Courtesy of Crossway Publishers
"Go, what thou dost do quickly." Even Christ had cast these words of anger at the Judas who betrayed him. For a long time the priest had thought that these words were a contradiction in the love of Christ; but now when he saw the trembling face of this fellow as he squatted on the ground, sometimes raising his eyes like a whipped dog, a black and cruel emotion rose from the very depths of his being. "Go," he whispered in his heart, "what thou dost do quickly."
- Silence, Shusaku Endo
Kichijiro, a broken Japanese Christian in Silence, seems to dog Rodrigues’ steps in the novel, offending Rodrigues’s sense of what a Catholic Christian should be. He steps on the fumi-e, blasphemes against the Virgin Mary, and spits on the fumi-e to apostatize.
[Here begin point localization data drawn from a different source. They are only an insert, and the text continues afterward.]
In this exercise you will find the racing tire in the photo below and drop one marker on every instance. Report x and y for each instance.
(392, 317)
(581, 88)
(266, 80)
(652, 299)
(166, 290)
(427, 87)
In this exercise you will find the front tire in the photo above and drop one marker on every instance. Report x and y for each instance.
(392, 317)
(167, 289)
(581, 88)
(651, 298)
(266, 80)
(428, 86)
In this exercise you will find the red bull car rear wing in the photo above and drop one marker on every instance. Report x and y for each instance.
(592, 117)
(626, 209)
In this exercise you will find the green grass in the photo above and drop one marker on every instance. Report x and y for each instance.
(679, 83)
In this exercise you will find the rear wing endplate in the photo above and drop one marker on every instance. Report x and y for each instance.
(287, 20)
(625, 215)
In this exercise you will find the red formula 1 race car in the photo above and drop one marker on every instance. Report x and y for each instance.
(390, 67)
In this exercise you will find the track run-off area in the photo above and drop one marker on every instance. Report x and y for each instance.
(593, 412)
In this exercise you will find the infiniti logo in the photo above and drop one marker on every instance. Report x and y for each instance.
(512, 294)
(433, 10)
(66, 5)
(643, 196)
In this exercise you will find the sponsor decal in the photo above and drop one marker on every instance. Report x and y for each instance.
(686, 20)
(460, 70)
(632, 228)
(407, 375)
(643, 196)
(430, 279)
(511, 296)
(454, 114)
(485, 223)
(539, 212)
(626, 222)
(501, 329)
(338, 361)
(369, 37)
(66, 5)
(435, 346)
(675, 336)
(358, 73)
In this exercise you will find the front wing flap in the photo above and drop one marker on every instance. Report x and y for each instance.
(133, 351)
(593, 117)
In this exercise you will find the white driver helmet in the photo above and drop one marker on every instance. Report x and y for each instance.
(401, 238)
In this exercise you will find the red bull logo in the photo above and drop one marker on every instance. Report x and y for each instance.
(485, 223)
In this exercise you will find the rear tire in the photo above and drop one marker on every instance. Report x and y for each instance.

He seemingly tortures Rodrigues with thirst by feeding him salty fish when there is no water available, and then he betrays Rodrigues to the authorities. Considering Kichijiro, Rodrigues meditates on Jesus’s response to Judas, his betrayer.
John 13:26-30, which contains Jesus’ words to Judas, “Go, what thou dost, do quickly,” are difficult to understand. Are they command? Permission? Bitter irony? Rodrigues doesn’t know—yet. This illumination of the passage by Makoto Fujimura offers a visual aid to the lessons Rodrigues is learning in his journey about strength and weakness, brokenness and wholeness. The ground pigments and squares hint at fumi-e and the red color points to the shared suffering of Christ.